Now, much of downtown Elgin has been transformed by a grass-roots effort that uses the boards as a canvass for vibrant artwork remembering George Floyd and in support of the Black Lives Matter movement.
There have been daily protests or marches in Elgin since last weekend in the wake Floyd's death May 25 while he was in Minneapolis police custody.
Seven businesses in Elgin were looted from May 31 to June 2, none downtown.
Residents Paige Roeber and C.J. Brown, involved in an Elgin in Solidarity with Black Lives Matter protest Friday, sparked the artwork initiative with a call to businesses and by enlisting artists, art students and residents. Some businesses did their own artwork.
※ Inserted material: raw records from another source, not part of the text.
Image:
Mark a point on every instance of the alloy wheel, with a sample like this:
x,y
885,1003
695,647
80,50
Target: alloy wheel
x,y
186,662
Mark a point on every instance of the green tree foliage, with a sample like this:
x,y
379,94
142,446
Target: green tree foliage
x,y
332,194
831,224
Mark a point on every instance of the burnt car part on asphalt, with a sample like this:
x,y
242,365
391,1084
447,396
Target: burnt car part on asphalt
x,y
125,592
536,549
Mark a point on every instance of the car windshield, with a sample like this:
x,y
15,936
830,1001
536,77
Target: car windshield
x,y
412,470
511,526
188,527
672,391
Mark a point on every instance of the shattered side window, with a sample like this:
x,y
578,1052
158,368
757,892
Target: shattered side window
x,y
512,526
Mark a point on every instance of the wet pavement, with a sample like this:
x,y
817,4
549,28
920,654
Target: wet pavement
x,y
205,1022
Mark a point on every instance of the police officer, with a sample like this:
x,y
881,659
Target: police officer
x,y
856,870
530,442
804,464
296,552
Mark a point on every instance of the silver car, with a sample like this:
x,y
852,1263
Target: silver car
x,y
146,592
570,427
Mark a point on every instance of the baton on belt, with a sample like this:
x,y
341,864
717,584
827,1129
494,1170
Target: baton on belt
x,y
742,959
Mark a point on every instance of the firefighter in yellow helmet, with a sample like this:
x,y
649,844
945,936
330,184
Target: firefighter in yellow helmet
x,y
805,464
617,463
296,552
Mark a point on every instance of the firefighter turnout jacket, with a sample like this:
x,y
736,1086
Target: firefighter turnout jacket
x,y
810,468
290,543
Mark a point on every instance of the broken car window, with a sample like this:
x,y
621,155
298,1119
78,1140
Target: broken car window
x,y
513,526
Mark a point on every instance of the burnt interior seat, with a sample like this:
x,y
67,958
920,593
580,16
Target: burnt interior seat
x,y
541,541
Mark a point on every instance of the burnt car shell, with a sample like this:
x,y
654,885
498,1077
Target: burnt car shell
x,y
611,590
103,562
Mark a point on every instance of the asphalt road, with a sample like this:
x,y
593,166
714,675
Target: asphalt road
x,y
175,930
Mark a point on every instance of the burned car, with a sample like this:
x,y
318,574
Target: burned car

Property owners who chose to board up want to protect their investments, but that's not necessarily in contradiction with supporting the protesters, Roeber said. "We have had some amazing conversations with businesses," she said.
While some might choose to use the artwork as "protection" against looters, there's a lot of genuine expressions of solidarity, Brown said.
"We are trying to make change in our world and where we live," he said. "Our movement is strong, and for peace and for a real community."
The art supplies were donated by individuals and businesses including Ziegler's Ace Hardware; others such as Councilwoman Carol Rauschenberger donated money for the artists, Roeber said.
Ula Borodzinska, owner of Martini Room on Chicago Street, donated paint and brushes stored in her basement.
"I love art," she said, "and those boards, they looked so sad and depressing."
The outside of her building now displays messages such as, "We (heart) BLM," which she fully endorses, she said.
Across the street, Jerry Newman, owner of Central Barber Shop on Chicago Street, said he's happy with the pink and orange hearts on the boards outside his shop.
"I don't like to make statements. I don't like politics," he said. "I'm more like, 'peace and love.'"
Elgin artist Joel Amore has been working on spray-painting "Black is Beautiful" outside Dream Food Hall on South Grove Avenue.
Several passersby joined to help with small sections, and he's not going to sign the work because it's not about him but the larger message, he said.
Jennifer Fukala, executive director of the Downtown Neighborhood Association of Elgin, said that in her conversations with business owners, "the vast majority indicated they do feel very strongly in support of racial justice" and condemned Floyd's death.
The association postponed its farmers market, slated to start Friday, to June 12 to let the focus be on the Black Lives Matter protest. "Our market can wait. Action against racial injustice cannot," the association said in a statement.